A janela abre-se, quebrando o silêncio monástico. O fio de luz expande-se de imediato numa mancha irregular que contrasta com a área envolvente, qual foco no palco anunciando e evidenciando os actores em cena . Imóvel, a mancha parece esperar, expectante. E o aparo retoma com brusquidão o seu "ballet" de sombras, agredindo a lisura polida e levantando nela uma penugem quase invisível, inscrevendo a linha que progride entre curva e traço, enérgica, parecendo impelida pela repercussão de um eco, aquele. O movimento é agora febril já sem a plácida harmonia do início e a inscrição começa a dominar luminosidade e tepidez, excedendo os limites que a luz, simulava impor-lhe, alastrando, invasora. Ouve-se o roçar do tempo afagando o espaço, também episodicamente violento. Liquefeito, o momento faz-se absorver, penetra e entranha-se na epiderme desejada, alonga-se, sensual.

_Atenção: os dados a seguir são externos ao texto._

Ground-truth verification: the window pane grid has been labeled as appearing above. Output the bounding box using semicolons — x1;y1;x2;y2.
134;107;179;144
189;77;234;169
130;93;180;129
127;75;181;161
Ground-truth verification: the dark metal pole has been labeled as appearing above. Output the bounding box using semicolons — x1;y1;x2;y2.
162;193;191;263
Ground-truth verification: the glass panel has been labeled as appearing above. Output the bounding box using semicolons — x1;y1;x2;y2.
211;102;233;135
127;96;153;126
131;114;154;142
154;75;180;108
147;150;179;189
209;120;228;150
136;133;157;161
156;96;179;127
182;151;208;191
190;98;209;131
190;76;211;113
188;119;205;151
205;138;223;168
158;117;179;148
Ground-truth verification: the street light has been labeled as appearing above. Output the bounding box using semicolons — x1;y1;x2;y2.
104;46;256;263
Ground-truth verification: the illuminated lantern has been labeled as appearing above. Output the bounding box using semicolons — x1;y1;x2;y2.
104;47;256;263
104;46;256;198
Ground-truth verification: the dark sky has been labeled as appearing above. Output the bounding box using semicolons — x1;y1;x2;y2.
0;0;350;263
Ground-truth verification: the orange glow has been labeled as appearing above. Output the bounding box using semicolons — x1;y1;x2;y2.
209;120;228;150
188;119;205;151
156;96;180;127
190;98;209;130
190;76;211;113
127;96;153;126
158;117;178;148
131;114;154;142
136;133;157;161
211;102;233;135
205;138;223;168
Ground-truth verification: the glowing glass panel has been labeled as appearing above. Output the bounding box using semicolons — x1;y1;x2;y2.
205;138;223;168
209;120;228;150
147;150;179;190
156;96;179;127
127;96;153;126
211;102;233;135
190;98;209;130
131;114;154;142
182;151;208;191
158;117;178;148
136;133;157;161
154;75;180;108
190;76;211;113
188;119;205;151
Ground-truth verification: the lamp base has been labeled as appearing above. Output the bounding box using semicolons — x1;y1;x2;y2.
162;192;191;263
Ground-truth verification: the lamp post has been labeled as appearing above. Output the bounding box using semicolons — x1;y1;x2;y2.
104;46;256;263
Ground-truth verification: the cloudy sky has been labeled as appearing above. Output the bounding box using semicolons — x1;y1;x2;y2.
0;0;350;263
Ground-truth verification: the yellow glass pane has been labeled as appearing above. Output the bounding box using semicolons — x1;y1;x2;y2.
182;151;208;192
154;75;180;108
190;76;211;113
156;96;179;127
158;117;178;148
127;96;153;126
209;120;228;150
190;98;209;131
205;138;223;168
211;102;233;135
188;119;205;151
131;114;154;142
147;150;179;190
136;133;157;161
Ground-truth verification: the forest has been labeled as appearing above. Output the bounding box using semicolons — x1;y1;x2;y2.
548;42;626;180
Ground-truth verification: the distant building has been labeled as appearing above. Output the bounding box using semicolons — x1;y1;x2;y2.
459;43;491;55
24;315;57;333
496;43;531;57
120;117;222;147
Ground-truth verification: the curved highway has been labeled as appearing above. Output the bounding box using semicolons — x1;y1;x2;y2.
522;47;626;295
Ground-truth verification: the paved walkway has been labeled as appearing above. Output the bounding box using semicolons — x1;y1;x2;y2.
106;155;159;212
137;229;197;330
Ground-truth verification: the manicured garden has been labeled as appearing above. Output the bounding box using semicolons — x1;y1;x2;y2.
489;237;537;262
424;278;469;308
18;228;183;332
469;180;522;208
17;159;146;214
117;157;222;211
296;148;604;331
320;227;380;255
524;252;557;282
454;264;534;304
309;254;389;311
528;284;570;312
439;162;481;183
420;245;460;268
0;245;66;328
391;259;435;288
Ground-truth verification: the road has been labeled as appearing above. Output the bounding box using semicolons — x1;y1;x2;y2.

Depois, quanto tempo depois?, a aresta aguçada comprime o branco num ponto onde todo aquele universo parece concentrar-se, sintetizar-se, num beijo letal. Um segundo, dois... e ela afasta-se.

A mão eleva as folhas e oferece-as ao olhar. Ao lado, a caneta repousa, adormecido o aparo no casulo da tampa, por fim, invisível.

Na página agora igualmente iluminada, a regularidade das palavras acentuada pelo reflexo que vai secando no negro caligráfico começa a esquecer a febre da escrita. No rectângulo semi-baço, paira a memória da vida que o habitou, do grito que o agitou e fantasmiza.